Traditionally, the way to test a signal is straightforward: sort stocks into portfolios based on that signal and see how average returns differ. Sort on momentum? Momentum looks important. Sort on size? Size matters. Whatever you sort on ends up looking powerful.

This is where my paper flips the exercise on its head.

Instead of asking:
“What is the return difference between small vs. big firms, or value vs. growth?”
I ask:
“What is the characteristic difference between low-return vs. high-return firms?”

Reverse-engineering returns

Here’s the idea:

  • Step 1 (in-sample): I sort stocks directly by their realized returns—no signals involved. This gives me “return-sorted portfolios” that capture, as closely as possible, the true but unobservable drivers of expected returns.
  • Step 2 (out-of-sample): Using a large set of firm characteristics, I then construct new portfolios that mimic those return-sorted portfolios. Each stock is assigned to whichever return-sorted portfolio its characteristics most resemble.

The beauty of this approach is that realized returns contain information from all signals—observed and unobserved. By starting from returns themselves, we avoid the bias of choosing one characteristic at a time. Also, my out-of-sample portfolios by construction are the closest sorting to the return-sorted portfolios (in terms of a large set of characteristics).

How well does this work?

Very well. A long-short portfolio built from this strategy generates an out-of-sample monthly alpha of about 2.4% (with a t-stat of 14.5) and an annualized Sharpe ratio above 2 (equally-weighted? SR above 3.5). This performance not only survives transaction costs, but also beats leading machine learning methods and is robust to various specifications.

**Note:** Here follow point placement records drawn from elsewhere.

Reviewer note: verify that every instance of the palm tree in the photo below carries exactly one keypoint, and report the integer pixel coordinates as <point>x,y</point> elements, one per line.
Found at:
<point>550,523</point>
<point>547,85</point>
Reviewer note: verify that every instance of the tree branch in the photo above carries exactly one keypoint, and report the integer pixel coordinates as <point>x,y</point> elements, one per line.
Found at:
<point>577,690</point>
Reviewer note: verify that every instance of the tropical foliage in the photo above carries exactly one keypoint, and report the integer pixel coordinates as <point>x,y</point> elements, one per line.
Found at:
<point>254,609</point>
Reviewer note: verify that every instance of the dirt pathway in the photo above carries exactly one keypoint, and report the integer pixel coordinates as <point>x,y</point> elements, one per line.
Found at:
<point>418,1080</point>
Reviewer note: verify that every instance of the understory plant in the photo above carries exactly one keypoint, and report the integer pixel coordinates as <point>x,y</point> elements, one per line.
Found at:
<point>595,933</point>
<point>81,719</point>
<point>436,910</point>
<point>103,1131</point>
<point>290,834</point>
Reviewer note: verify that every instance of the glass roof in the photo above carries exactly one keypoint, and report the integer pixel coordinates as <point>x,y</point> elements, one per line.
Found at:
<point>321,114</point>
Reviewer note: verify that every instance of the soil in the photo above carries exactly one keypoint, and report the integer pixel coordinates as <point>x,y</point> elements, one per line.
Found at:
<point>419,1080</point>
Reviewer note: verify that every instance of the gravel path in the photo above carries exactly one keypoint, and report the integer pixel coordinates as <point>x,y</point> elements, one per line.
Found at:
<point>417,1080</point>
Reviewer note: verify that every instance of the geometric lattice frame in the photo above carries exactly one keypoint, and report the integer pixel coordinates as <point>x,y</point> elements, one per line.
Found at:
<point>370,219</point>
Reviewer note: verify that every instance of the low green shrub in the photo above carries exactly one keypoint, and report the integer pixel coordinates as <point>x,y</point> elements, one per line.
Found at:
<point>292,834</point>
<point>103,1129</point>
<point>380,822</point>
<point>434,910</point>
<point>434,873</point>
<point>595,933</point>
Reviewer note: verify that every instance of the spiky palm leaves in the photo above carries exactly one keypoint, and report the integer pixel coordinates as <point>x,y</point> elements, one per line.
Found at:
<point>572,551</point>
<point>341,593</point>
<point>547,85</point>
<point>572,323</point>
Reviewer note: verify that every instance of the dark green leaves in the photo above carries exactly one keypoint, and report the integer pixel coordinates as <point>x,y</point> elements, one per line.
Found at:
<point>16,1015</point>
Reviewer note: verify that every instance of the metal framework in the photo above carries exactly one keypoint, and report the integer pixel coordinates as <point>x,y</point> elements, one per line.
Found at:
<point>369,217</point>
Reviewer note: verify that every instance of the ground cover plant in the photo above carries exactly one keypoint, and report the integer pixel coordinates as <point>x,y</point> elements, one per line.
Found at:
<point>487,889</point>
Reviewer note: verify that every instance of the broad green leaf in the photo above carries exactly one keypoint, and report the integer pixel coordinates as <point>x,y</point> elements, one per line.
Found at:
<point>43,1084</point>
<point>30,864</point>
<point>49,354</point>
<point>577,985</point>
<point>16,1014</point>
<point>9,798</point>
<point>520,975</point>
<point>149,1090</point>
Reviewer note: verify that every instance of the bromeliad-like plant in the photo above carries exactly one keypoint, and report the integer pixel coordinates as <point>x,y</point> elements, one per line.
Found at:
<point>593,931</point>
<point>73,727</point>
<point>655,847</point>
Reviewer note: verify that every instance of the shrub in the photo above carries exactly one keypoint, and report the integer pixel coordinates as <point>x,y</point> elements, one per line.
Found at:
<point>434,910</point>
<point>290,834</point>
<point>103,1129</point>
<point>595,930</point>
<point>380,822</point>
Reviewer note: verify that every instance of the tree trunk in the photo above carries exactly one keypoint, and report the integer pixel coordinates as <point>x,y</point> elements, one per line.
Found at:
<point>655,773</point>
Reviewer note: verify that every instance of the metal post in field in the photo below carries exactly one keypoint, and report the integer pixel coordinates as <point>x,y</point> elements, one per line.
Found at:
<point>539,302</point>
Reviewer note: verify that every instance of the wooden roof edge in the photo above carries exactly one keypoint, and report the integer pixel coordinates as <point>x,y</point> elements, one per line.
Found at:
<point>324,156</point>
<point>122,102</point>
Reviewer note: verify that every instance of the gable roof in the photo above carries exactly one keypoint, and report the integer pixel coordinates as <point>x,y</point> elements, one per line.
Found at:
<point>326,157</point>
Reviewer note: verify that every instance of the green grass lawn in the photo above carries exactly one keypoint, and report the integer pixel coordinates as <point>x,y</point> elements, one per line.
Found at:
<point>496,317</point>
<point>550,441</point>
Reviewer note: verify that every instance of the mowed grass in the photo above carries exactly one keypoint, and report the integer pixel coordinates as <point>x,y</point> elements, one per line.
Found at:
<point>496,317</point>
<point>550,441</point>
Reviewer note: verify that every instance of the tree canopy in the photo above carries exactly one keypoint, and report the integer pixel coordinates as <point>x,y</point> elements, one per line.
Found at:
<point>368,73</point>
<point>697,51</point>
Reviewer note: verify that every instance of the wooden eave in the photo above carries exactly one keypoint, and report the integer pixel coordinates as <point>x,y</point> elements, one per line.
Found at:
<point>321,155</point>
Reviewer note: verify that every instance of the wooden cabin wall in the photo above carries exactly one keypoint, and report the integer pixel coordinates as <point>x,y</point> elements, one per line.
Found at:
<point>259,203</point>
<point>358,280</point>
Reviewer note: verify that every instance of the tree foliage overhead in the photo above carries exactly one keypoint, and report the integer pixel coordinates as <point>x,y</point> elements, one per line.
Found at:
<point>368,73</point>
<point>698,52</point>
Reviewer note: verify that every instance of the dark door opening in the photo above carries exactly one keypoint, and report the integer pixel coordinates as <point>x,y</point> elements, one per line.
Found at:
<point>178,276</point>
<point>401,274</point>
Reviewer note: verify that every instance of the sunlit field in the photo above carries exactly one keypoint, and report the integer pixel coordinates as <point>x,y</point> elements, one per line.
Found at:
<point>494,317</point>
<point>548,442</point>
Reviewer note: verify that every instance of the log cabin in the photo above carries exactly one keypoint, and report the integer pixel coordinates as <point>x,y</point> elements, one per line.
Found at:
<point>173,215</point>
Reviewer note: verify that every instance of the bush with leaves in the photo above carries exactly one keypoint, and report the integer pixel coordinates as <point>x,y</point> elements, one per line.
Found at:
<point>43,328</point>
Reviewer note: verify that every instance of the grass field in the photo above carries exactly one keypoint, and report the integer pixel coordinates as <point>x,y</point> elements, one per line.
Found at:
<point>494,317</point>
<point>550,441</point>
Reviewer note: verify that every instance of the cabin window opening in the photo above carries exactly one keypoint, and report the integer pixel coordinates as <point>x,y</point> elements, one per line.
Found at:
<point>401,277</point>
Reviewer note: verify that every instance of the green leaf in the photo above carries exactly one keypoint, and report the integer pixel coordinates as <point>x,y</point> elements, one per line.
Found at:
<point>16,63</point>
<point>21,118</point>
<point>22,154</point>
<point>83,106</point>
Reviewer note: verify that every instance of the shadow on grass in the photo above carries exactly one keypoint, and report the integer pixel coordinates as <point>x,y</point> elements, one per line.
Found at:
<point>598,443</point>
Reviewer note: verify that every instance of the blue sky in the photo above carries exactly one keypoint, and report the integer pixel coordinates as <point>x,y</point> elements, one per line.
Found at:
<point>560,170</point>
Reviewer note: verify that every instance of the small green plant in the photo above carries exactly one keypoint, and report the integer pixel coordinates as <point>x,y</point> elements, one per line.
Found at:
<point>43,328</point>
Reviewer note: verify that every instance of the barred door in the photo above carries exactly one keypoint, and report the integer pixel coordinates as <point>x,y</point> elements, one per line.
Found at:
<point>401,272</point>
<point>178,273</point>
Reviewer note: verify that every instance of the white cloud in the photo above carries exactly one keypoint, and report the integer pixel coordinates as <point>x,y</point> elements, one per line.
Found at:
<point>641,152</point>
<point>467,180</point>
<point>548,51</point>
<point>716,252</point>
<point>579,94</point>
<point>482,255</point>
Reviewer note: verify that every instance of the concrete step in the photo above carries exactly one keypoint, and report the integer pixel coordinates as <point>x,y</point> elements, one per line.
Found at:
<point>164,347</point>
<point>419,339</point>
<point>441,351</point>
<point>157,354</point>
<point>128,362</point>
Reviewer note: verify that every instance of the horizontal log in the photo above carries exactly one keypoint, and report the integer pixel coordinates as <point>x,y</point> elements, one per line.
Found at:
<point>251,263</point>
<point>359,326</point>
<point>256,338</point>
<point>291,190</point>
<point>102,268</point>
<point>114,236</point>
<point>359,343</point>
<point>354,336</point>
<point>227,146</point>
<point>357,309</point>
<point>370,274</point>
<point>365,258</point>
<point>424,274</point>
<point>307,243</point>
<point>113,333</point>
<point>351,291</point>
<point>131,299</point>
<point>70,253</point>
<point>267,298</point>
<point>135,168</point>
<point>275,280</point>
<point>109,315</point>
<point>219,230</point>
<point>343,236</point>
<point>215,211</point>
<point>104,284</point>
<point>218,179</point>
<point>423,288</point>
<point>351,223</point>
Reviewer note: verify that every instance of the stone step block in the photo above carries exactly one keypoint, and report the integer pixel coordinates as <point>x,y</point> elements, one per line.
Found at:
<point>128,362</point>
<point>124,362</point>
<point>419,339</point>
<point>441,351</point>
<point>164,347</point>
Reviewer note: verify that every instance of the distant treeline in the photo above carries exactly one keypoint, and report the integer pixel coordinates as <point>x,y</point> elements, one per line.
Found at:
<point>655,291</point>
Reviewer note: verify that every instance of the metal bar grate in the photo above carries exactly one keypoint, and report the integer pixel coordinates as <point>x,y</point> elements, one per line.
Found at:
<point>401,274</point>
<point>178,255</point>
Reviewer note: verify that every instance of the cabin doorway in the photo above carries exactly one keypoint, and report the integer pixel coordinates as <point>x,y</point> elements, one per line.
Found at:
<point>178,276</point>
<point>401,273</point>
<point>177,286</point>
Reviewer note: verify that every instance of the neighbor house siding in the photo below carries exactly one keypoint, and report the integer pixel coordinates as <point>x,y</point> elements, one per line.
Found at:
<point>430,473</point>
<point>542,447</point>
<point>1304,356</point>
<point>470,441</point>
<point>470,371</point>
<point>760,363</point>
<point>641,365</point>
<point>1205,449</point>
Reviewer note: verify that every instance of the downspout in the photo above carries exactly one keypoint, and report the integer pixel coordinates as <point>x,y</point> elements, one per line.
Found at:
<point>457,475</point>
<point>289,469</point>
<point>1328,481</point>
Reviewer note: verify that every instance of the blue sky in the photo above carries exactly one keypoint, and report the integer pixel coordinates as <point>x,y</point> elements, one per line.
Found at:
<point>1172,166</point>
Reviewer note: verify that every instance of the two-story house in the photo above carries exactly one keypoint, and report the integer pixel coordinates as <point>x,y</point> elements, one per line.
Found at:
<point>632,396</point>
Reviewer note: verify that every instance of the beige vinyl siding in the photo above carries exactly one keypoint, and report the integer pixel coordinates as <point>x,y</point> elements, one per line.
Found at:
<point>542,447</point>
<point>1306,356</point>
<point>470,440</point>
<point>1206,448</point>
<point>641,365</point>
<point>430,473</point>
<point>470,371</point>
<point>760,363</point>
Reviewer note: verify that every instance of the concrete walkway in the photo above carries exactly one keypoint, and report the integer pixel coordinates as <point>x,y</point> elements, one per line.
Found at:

What really drives the cross section?

Finally, once we have these return-sorted portfolios, we can ask: which characteristics separate the losers from the winners?

The answer is clear:

  • Price-based characteristics dominate. Momentum, reversals, announcement returns, volatility, and industry returns carry the most weight.
  • Fundamental (accounting-based) signals still matter, but far less.
  • Losers and winners share surprising similarities. Both groups tend to be small, illiquid, young firms with high volatility and wide bid–ask spreads. What sets them apart is not everything about them, but a handful of key price-related signals.
  • Interactions and non-linearities add further predictive power.

The essence

So, the “essence of the cross section” is this: instead of chasing one predictor at a time, reverse-engineer from realized returns. Doing so reveals which characteristics consistently line up with low vs. high expected returns. And the winners are, overwhelmingly, price-based signals—though interestingly, losers and winners are more alike than we might think.

That, in short, is the essence of the Essence of the Cross Section.